MAS_9197With his profile larger than ever and the release of both his solo work and KAMI’s project, Just Like The Movies looming on the horizon, Knox Fortune is enjoying his fortuitous rise through the ranks of Chicago’s contemporary scene, albeit so far from a perspective that has existed distinctly behind the scenes. With a steadily-growing name recognition across several genres and communities and a growing list of credits that count the likes of Mensa, Towkio, theMind and a growing list of talented acts local and not, that growth doesn’t seem to be slowing any time soon as he prepares to debut the body of work he’s been steadily crafting throughout the journey. The project itself is a passion project that sits distinctly outside the motifs that have driven his work currently available in the public spectrum. Trending closer to the up-tempo, dance-centric aesthetic of singles so far released off of KAMI’s Just Like The Movies album, Knox is certain to prove the range of his abilities. Having teased the project over a year ago with his low-key release of the single “Seaglass”, those who have been paying close attention are drooling over the possibilities of what’s to come for Knox the same way they did in the long-awaited delivery of Noname’s Telefone. While he may have set his foundation working from behind the scenes to help fellow artists realize their artistic goals, it may soon be his turn to take centerstage.
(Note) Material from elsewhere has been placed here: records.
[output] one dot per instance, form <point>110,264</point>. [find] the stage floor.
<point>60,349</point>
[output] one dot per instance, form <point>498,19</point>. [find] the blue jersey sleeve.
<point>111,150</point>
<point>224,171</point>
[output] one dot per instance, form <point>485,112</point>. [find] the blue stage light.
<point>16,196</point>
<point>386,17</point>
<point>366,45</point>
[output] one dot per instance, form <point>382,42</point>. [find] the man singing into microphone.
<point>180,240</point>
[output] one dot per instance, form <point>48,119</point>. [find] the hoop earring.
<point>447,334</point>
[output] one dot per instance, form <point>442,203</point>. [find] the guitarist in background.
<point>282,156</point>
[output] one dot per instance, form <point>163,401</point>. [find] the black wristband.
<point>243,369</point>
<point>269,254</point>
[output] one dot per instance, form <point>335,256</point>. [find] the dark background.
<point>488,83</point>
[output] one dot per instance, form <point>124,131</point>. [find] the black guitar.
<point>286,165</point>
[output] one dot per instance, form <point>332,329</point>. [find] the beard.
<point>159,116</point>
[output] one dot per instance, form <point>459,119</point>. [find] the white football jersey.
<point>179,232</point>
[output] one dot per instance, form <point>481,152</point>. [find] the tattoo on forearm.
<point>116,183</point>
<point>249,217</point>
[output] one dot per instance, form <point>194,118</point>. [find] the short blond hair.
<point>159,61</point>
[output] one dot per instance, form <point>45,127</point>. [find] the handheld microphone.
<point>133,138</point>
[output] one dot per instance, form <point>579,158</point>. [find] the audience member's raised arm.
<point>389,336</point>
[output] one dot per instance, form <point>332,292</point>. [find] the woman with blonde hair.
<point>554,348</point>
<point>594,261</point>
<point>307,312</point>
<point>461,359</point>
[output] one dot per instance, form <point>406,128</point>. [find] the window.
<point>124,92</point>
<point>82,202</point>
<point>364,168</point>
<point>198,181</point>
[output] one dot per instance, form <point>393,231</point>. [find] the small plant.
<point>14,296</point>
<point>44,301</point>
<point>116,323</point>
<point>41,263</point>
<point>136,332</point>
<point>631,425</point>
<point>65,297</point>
Regardless of where life takes him from here, Knox does so knowing he’s paid his dues. While the recent accolades and notoriety are certainly welcome, it’s not going to his head anytime soon.

“[The goal] was not winning a Grammy. I thought I was going to like play baseball or something, I did not think I was going to be a musician or an artist or anything,” Knox said, thinking back over everything that led him to this point. “It’s a very surreal. I think it’s amazing to be apart of something that a lot of people are celebrating. Chance’s win, it was bigger than just a win for him. For Chance it means so much more, but for all of us, that literally started our professional career. Not to say that I hadn’t started my professional career already, but that put everybody on this pedestal of like, amazingness, it really exposed a lot of people, it’s just crazy.”